Cross-source queries
Join data across Postgres, Snowflake, MongoDB, and more in a single SQL statement, no ETL pipelines required.
What is DataFusion?
Apache DataFusion is a fast, extensible query engine written in Rust. It executes SQL against in-memory Apache Arrow columnar data, with a vectorized, streaming execution model and a pluggable table-provider interface that lets a host application feed it rows from any source. It is a top-level Apache project, used as the engine behind many analytical databases and data tools.
Arris embeds DataFusion to run cross-source queries: a single SQL statement that reads from several of your database connections at once and joins the results locally. DataFusion runs entirely in-process, so there is no cluster to deploy and no external service to call.
How it works
When you run a cross-source query, Arris hands it to the embedded DataFusion engine, which:
- Parses — the SQL is scanned for dotted table references to work out which connection each table belongs to.
- Registers — each referenced table is registered with a DataFusion session as a custom table provider backed by that connection's native driver.
- Pushes down — column projections,
WHEREfilters, and row limits are translated back into SQL and pushed to each source, so only the needed rows and columns are pulled. - Executes — DataFusion streams the source rows as Arrow batches and runs the full query, performing the joins, aggregations, and sorting locally with its vectorized operators.
- Returns — the result is shown in the same results grid as any other query.
Writing a cross-source query
In an editor tab, flip the DataFusion toggle in the run bar.
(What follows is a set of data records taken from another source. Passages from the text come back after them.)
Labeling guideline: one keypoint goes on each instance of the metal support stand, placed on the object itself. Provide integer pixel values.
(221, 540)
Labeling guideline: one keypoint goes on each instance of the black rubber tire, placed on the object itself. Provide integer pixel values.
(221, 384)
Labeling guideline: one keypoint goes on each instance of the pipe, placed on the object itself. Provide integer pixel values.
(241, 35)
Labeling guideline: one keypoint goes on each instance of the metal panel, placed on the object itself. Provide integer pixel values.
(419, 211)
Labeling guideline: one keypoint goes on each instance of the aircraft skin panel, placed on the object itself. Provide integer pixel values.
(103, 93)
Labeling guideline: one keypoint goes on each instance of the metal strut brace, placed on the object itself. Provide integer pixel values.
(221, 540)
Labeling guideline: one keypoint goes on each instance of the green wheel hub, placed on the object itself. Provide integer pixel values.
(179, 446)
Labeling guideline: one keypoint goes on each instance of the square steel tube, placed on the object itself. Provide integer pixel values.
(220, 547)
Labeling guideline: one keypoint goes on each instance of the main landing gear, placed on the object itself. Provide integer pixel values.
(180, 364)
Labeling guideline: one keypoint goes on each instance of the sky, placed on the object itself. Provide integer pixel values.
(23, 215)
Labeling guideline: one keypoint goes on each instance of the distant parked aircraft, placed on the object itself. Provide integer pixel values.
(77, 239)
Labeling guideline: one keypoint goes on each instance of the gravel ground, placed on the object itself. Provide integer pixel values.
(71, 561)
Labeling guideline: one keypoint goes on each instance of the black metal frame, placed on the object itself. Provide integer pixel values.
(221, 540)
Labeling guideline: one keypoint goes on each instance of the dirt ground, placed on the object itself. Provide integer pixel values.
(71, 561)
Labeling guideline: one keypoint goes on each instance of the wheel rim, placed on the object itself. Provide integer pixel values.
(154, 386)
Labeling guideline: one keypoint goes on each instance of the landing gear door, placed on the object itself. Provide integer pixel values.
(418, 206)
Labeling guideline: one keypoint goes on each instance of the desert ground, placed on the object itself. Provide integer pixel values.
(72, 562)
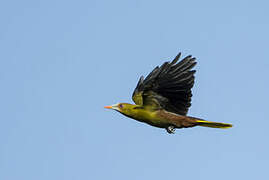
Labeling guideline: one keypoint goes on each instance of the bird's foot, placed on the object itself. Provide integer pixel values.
(170, 129)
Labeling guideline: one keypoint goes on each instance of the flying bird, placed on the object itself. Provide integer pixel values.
(163, 98)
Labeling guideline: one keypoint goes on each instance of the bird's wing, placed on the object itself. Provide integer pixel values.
(168, 86)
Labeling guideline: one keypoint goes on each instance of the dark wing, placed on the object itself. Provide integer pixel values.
(168, 86)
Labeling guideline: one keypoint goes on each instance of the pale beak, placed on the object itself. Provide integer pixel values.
(114, 106)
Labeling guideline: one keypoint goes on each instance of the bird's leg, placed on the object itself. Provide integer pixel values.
(170, 129)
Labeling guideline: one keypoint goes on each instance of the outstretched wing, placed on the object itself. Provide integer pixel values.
(168, 86)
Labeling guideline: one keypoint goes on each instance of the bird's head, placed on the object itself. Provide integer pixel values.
(123, 108)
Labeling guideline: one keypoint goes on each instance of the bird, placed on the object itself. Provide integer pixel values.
(163, 98)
The toggle needs
at least two connections configured; once it is on, the connection selector switches to
All Connections and the tab can reference tables from any of them. Reference a
table with its connection name in front: connection.schema.table.
Table references
A reference is <connection>.<schema>.<table>, or
<connection>.<table> for sources without schemas (e.g., for MongoDB, the
database name takes the schema slot). The connection name is the name you gave the connection in
Arris, and the editor tints each connection's segment in its own color. Autocomplete spans every
connection, so typing a connection name and a dot suggests that connection's schemas, then its
tables and columns.
Execution plan
A cross-source query runs through DataFusion's physical plan, which Arris surfaces as a live execution graph. Use the Show execution plan toggle () in the results toolbar to swap the grid for a node graph of the plan: each scan, join, aggregate, sort, and the final result, with each node's status updating as the query runs.
Limitations
Federation is designed for analytical and exploratory workloads. Keep these limits in mind:
- Read-only sources — a cross-source query only reads from its sources; it never writes back to them.
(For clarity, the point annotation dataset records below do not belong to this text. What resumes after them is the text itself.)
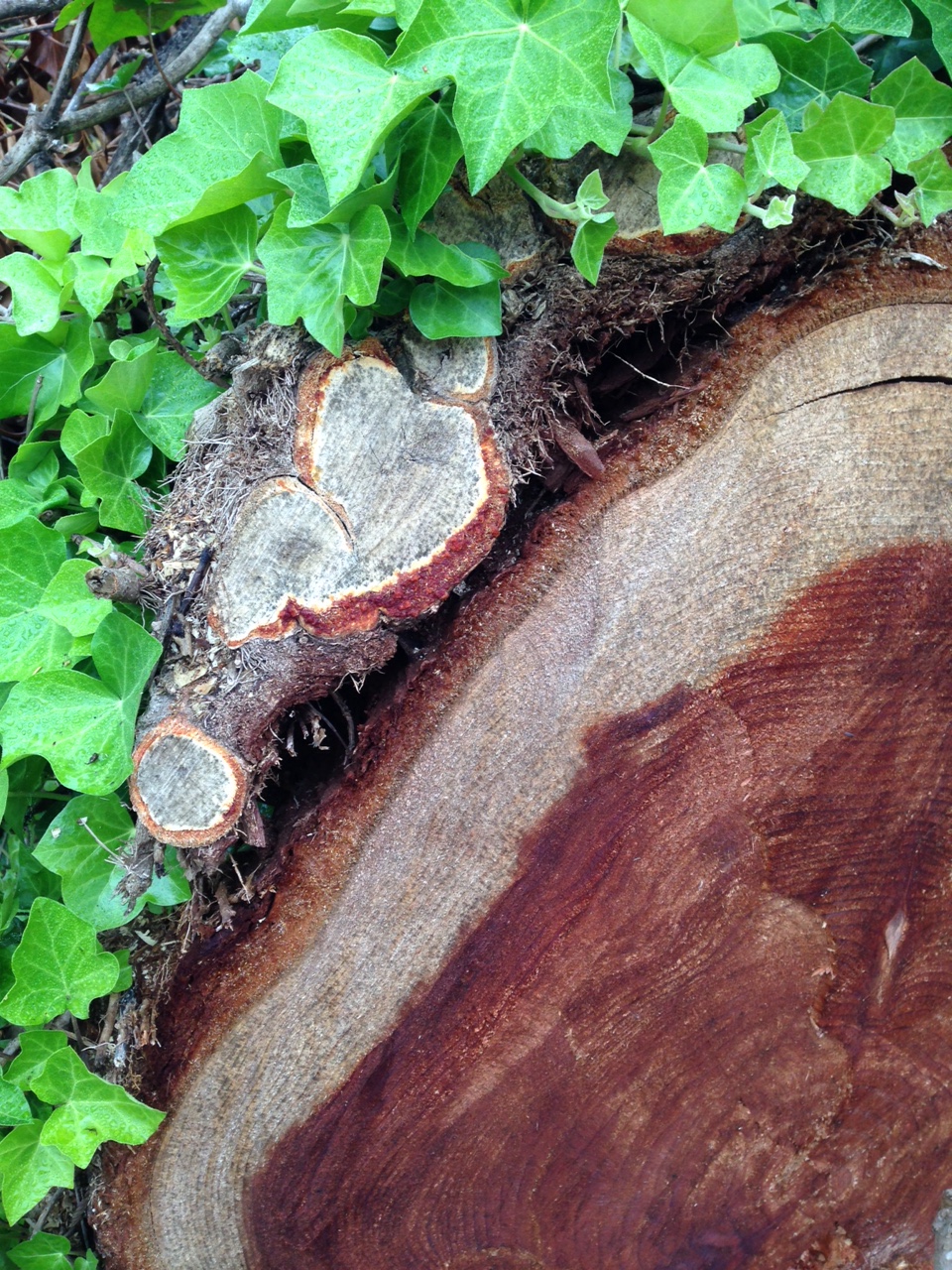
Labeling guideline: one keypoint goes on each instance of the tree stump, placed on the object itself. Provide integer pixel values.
(626, 944)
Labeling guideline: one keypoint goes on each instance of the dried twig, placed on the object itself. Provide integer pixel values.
(28, 8)
(89, 77)
(44, 130)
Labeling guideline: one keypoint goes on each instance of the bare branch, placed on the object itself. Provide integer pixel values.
(28, 8)
(42, 131)
(72, 55)
(176, 70)
(90, 76)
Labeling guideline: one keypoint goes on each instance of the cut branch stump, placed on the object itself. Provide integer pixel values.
(627, 944)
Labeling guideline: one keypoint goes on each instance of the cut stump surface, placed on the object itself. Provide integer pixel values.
(633, 949)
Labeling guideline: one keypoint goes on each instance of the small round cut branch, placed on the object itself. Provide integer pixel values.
(186, 788)
(398, 499)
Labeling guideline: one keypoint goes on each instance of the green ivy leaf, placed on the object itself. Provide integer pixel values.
(42, 1252)
(41, 213)
(309, 271)
(715, 91)
(771, 159)
(30, 640)
(814, 71)
(81, 846)
(123, 386)
(349, 105)
(439, 310)
(939, 16)
(61, 357)
(760, 17)
(424, 254)
(36, 1048)
(429, 151)
(841, 150)
(933, 187)
(30, 1169)
(37, 293)
(576, 122)
(692, 193)
(206, 261)
(95, 280)
(515, 66)
(14, 1107)
(884, 17)
(58, 965)
(175, 393)
(84, 726)
(94, 1111)
(706, 26)
(221, 153)
(108, 467)
(589, 244)
(923, 112)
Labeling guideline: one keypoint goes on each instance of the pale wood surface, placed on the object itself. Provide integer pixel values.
(839, 445)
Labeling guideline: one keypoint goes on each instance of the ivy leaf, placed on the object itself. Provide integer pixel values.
(81, 846)
(30, 1169)
(36, 290)
(841, 150)
(690, 193)
(94, 1111)
(515, 64)
(429, 151)
(884, 17)
(14, 1107)
(84, 726)
(176, 391)
(36, 1047)
(60, 357)
(95, 280)
(771, 159)
(933, 186)
(814, 70)
(939, 16)
(350, 105)
(714, 91)
(125, 384)
(589, 245)
(439, 310)
(206, 259)
(706, 26)
(923, 112)
(58, 965)
(41, 213)
(42, 1252)
(221, 153)
(760, 17)
(30, 642)
(108, 467)
(425, 254)
(309, 271)
(575, 123)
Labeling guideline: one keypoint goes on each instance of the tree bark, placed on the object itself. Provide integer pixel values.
(625, 940)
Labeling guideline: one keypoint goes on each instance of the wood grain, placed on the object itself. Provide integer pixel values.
(625, 952)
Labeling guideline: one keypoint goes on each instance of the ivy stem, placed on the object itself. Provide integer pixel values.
(661, 117)
(549, 206)
(885, 211)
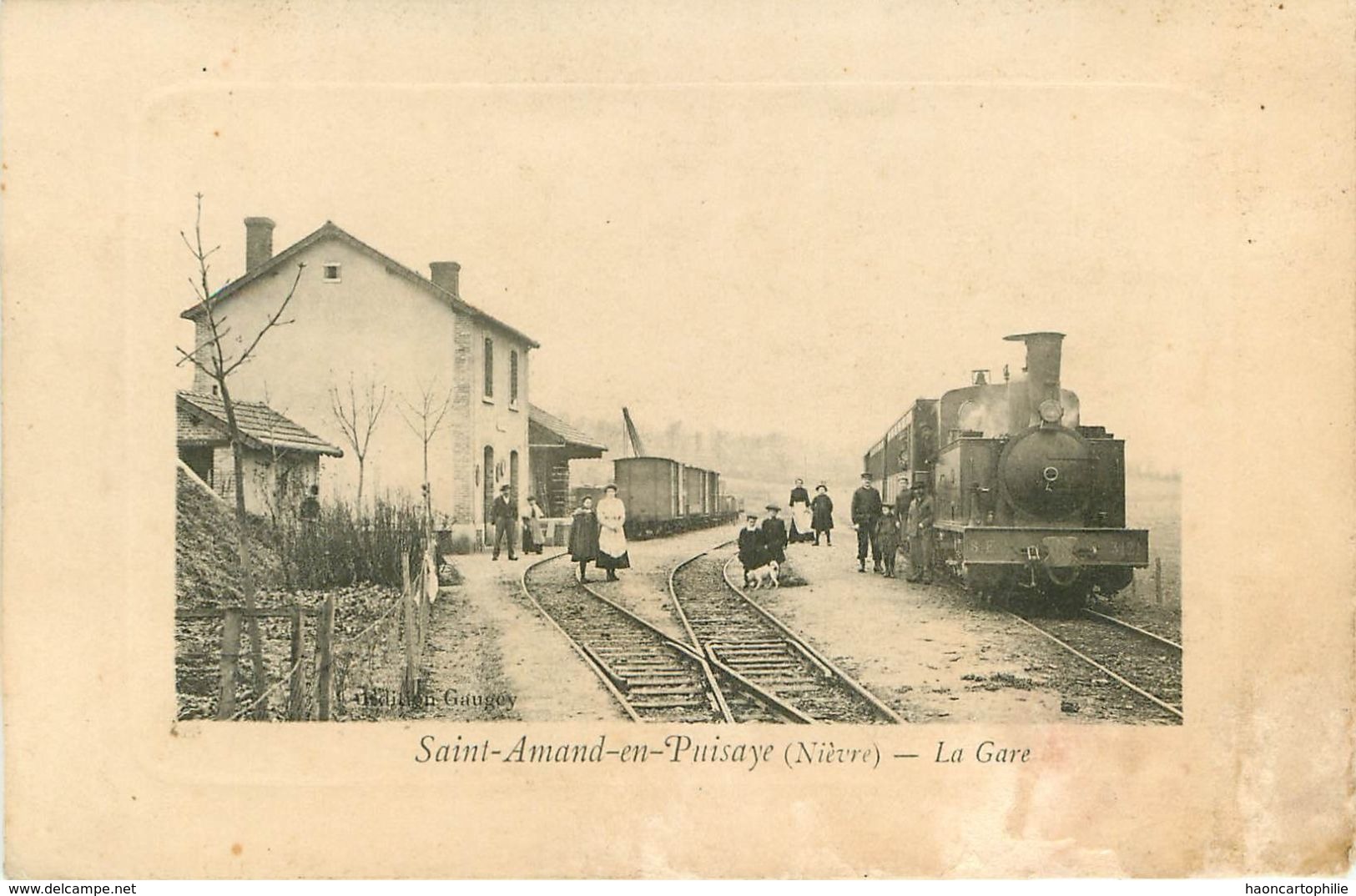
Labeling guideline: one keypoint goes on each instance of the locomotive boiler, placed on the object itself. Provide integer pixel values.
(1026, 496)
- Data volume — source rows are streamed into memory (DataFusion can spill to disk under pressure). Queries that scan very large tables may be slow or memory-heavy, so filter at the source with
WHEREclauses. - Transactions — a cross-source query does not run in a distributed transaction. Each source is read at a point in time and may not be perfectly consistent with the others.
- Engine-specific features — DataFusion executes the final SQL, so engine-specific functions (for example Postgres
array_agg) only work if DataFusion has an equivalent.